News in Brief

DHS funded, finally -- plus data fusion and a Networx extension


House funds DHS for FY 2015

Washington breathed a sigh of relief the afternoon of March 3 as the House passed a bill funding the Department of Homeland Security through the end of the year.

The House voted 257-167 for the measure, which would not overturn President Barack Obama's plan to allow millions of illegal immigrants to remain in the country, ending weeks of anxiety at DHS over its operational situation.

Without the measure, DHS would have furloughed 30,000 workers and left thousands more working for no pay -- and possibly delayed new cybersecurity technology implementation.

House panel delves into cyber threat

Committees in both chambers of Congress are teeing up possible cybersecurity legislation with hearings exploring the ongoing threat posed by cyber adversaries to U.S. business, infrastructure and government institutions. The House Energy and Commerce Committee's Subcommittee on Oversight and Investigations got an overview in a March 3 hearing that featured academic experts and practitioners.
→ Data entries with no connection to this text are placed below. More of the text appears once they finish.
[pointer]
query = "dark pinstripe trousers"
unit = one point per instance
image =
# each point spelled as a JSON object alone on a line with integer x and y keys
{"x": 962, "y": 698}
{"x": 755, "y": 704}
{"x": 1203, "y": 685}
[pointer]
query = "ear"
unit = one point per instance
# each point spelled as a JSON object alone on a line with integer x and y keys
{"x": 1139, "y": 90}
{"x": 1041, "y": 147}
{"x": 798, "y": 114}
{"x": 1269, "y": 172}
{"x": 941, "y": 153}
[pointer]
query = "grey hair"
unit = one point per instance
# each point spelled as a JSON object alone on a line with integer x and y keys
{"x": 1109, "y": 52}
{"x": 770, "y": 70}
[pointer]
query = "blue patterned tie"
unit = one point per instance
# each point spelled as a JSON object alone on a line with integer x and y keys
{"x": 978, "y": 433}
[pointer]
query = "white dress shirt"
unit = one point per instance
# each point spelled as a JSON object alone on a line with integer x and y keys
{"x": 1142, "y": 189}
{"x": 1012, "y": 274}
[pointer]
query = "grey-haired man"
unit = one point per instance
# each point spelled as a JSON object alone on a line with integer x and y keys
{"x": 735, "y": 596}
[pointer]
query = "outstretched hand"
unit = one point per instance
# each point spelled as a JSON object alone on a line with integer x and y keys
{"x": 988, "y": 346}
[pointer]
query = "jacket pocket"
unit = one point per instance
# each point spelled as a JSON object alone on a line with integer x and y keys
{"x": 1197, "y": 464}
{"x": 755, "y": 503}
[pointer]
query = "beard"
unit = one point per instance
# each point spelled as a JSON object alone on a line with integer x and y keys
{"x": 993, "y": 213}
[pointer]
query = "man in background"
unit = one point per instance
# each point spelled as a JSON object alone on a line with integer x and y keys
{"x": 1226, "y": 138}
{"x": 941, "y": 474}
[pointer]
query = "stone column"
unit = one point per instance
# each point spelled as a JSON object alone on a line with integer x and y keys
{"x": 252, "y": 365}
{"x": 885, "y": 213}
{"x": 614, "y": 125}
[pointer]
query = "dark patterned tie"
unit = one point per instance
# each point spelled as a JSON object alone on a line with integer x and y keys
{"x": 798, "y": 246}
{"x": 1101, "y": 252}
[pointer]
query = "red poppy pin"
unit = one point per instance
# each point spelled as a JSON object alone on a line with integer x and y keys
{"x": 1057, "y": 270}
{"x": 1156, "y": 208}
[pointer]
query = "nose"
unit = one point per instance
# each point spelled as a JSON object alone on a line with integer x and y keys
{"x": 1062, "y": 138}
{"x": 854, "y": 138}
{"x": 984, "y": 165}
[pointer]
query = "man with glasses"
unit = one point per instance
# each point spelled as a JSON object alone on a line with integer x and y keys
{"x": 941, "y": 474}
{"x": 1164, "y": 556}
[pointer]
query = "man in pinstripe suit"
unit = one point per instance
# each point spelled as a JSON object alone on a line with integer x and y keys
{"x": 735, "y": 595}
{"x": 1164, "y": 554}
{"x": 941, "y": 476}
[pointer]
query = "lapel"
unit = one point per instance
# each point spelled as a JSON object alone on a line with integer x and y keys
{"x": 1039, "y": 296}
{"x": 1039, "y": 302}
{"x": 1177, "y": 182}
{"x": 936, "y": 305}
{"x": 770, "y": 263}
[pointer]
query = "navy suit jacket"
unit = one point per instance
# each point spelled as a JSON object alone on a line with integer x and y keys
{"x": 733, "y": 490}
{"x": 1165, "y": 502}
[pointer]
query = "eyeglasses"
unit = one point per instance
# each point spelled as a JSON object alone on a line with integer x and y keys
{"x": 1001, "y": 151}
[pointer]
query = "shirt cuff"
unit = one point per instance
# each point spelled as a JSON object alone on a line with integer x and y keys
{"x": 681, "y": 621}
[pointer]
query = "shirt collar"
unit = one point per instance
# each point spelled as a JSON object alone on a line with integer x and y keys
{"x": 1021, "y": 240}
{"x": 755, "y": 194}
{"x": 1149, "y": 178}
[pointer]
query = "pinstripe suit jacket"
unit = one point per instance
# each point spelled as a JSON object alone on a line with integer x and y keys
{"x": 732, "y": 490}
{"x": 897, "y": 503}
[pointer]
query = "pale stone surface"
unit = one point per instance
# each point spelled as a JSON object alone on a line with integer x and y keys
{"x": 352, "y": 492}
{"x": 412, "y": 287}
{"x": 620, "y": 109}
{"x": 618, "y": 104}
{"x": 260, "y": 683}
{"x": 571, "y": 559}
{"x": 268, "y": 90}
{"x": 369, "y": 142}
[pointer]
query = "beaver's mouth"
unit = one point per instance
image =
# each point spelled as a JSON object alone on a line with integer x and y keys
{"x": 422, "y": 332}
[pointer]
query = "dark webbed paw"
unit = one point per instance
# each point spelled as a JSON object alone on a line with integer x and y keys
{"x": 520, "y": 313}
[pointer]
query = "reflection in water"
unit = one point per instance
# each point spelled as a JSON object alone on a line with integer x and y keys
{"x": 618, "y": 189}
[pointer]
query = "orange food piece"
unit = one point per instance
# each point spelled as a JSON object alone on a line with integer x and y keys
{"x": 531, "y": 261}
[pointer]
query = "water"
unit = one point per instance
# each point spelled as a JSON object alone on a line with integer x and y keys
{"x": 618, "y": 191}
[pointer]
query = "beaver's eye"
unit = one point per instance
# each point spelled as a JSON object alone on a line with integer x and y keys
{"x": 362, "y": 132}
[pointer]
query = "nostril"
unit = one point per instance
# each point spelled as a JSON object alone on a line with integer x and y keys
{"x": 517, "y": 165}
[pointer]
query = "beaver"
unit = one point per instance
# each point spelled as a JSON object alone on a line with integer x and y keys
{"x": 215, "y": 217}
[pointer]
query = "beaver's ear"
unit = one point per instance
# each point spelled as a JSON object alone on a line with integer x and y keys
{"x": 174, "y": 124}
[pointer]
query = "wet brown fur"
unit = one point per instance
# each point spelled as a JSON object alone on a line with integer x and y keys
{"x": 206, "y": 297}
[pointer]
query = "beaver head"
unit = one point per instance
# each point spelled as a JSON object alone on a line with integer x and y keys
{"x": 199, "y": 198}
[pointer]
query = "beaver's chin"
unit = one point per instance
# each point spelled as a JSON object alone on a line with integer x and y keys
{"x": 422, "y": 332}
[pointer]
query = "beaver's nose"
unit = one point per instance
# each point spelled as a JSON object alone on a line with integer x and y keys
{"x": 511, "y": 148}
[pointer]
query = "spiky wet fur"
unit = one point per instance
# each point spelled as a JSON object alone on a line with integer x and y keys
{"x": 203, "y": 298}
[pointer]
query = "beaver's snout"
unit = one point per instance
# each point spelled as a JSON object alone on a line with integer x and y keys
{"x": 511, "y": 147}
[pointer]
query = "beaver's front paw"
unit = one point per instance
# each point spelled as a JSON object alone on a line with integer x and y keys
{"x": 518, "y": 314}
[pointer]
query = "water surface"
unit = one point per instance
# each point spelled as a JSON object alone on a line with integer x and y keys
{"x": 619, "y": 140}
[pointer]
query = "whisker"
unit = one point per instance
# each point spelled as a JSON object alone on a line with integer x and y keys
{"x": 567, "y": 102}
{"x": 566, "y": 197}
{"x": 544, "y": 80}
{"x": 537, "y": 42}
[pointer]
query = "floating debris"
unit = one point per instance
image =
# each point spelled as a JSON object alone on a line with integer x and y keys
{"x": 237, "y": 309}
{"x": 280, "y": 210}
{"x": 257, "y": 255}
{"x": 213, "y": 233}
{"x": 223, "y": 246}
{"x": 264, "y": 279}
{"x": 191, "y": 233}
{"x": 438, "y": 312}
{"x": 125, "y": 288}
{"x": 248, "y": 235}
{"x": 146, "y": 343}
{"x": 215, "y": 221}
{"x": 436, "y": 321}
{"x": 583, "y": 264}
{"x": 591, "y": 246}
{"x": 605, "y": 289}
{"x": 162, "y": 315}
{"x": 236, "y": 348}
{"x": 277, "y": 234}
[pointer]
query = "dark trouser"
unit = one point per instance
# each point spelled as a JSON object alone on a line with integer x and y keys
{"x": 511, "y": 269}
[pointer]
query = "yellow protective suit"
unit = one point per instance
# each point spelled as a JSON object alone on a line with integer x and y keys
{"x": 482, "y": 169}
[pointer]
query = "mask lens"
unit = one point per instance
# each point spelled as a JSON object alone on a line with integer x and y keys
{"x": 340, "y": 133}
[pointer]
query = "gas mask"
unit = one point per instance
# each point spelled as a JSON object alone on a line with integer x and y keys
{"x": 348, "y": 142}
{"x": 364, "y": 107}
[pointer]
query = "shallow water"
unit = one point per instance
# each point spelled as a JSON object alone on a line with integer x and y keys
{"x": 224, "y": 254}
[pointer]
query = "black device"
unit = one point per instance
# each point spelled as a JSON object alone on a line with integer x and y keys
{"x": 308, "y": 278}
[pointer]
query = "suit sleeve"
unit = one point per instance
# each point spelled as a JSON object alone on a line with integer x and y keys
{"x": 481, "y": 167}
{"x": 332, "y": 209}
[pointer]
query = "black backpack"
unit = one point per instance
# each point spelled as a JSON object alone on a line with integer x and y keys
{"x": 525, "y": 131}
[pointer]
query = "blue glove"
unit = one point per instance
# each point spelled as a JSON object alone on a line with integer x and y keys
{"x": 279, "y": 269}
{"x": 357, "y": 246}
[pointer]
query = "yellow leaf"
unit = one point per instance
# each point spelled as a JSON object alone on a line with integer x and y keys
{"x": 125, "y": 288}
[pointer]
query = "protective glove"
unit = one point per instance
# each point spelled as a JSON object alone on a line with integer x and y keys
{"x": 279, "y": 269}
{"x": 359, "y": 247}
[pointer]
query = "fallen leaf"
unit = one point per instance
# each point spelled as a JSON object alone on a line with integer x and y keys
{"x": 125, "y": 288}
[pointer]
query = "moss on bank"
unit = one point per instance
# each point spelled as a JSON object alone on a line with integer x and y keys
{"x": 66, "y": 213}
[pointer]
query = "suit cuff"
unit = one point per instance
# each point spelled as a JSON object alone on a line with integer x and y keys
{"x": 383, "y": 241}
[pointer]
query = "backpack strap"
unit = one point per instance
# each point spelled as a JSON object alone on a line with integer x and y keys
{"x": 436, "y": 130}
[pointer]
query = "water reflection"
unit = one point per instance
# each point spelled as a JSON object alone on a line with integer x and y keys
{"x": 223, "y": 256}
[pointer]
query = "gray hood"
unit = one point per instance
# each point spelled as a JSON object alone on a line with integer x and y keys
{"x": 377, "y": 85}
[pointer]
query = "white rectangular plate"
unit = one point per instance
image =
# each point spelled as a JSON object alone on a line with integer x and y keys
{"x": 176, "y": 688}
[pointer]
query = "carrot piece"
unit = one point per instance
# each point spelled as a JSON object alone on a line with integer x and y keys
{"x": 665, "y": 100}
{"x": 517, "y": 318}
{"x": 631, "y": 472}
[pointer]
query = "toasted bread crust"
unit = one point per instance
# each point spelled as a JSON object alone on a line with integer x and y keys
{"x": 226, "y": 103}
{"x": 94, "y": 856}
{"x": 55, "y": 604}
One important element that emerged from the oversight hearing is that businesses and institutions can do much more to protect themselves, even without legislation that would require minimum best practices for the safeguarding of data, or measures to allow the government to investigate attacks on commercial networks in real time. "We can make it a lot harder for the attackers," said Herbert Lin, a scholar at Stanford University. "There are known technology and procedures we can deploy to improve security, but we don't use them."

GSA aims to extend Networx contracts

Three days after the General Services Administration released a draft request for proposals for its next major telecommunications acquisition vehicle, the agency announced that the current edition will be sticking around a little while longer.

The Networx Universal and Networx Enterprise contracts, through which agencies spent $1.5 billion in fiscal year 2014, are slated to expire in March and May of 2017, respectively. Mary Davie, the assistant commissioner for integrated technology services in GSA's Federal Acquisition Service, wrote in a March 3 blog post that her agency is "beginning discussions with current Networx contractors for three-year extensions" on both contracts, "to provide time for a phased and orderly transition to EIS."

EIS refers to Enterprise Infrastructure Solutions contracts -- the main vehicles for GSA's Network Solutions 2020 strategy. GSA hopes to have a final EIS RFP ready by July, and to award contracts by January 2017.

Army aims to speed up data fusion on battlefield

The Army's Communications-Electronic Research, Development and Engineering Center has issued a request for information to industry asking for ideas on building a common architecture to handle multi-modal data, Defense Systems reports.

With the military adding more sensors in battlefield scenarios, one of its next goals is better data fusion—the ability to combine data from multiple, sometime disparate, sensor systems -- satellites, unmanned aerial vehicles, ground sensors, radar -- and create a near-real time operational picture that can be viewed from the field.

"The ultimate goal," the RFI states, "is to process all collected information, make it accessible and discoverable through a standards-based data management framework, and reduce the processing and exploitation time between sensor and analyst."